– Он вышел прямо из темноты, – с несколько шальной усмешкой процедил Хардов.
Это было давнее воспоминание. Впервые о своей встрече со Вторым ему рассказывал человек, чьё сознание помутилось от увиденного. Он так и визжал, пока Тихон пытался бедолаге помочь: «Он вышел прямо из темноты! Огромный, каменный, но… живой! Жи-и-во-ой!» А Хардов почему-то вместо жалости испытывал что-то похожее на брезгливость. Да, это было давно…

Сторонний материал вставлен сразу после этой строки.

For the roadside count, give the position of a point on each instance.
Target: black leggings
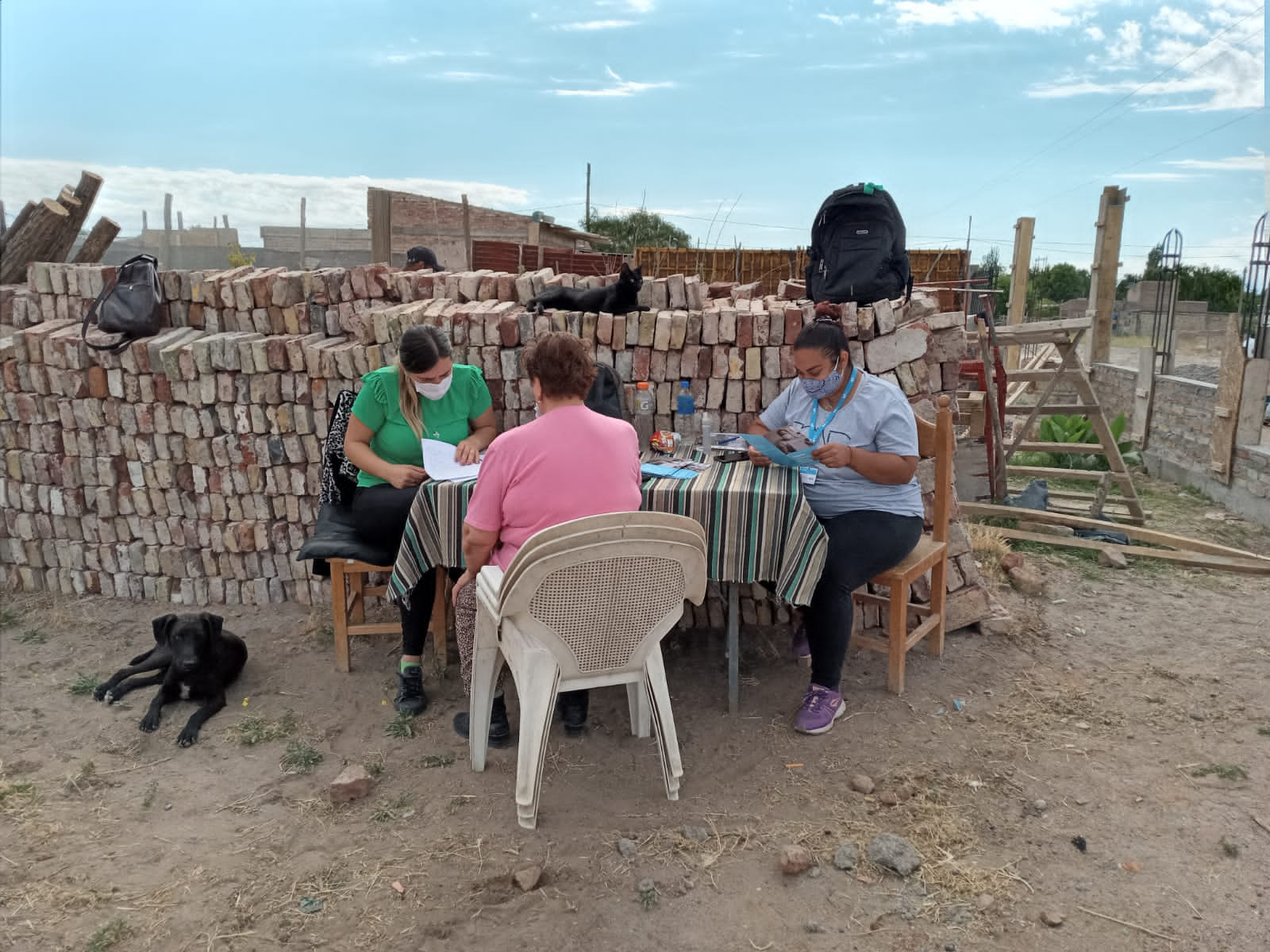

А потом гид задержал дыхание, и весь внешний мир перестал существовать. Кроме оружия и цели, куда он сейчас пошлёт пулю. Хардов нажал на спусковой крючок. С глухим хлопком, чуть более громким, чем звук выстрела, лопнул первый прожектор. И словно в ответ в плотной стене тумана, стоявшего на том берегу, гневно полыхнуло чем-то холодным, похожим на зарницы. Только это никакие не зарницы. У Хардова дёрнулась щека. Оружие уже было готово к следующему выстрелу. Эта чёрная воля, сковывающая всех, кто был в лодке, чуть ослабила хватку. Гид выстрелил. Второй фонарь прожектора разлетелся вдребезги. Оставался последний: теперь до другого берега добивал лишь одинокий луч. Дышать стало значительно легче. Хардов прислушался и ощутил, как по лбу пробежали капельки пота. Это его озадачило – напряжение оказалось бо́льшим, чем чувствовалось.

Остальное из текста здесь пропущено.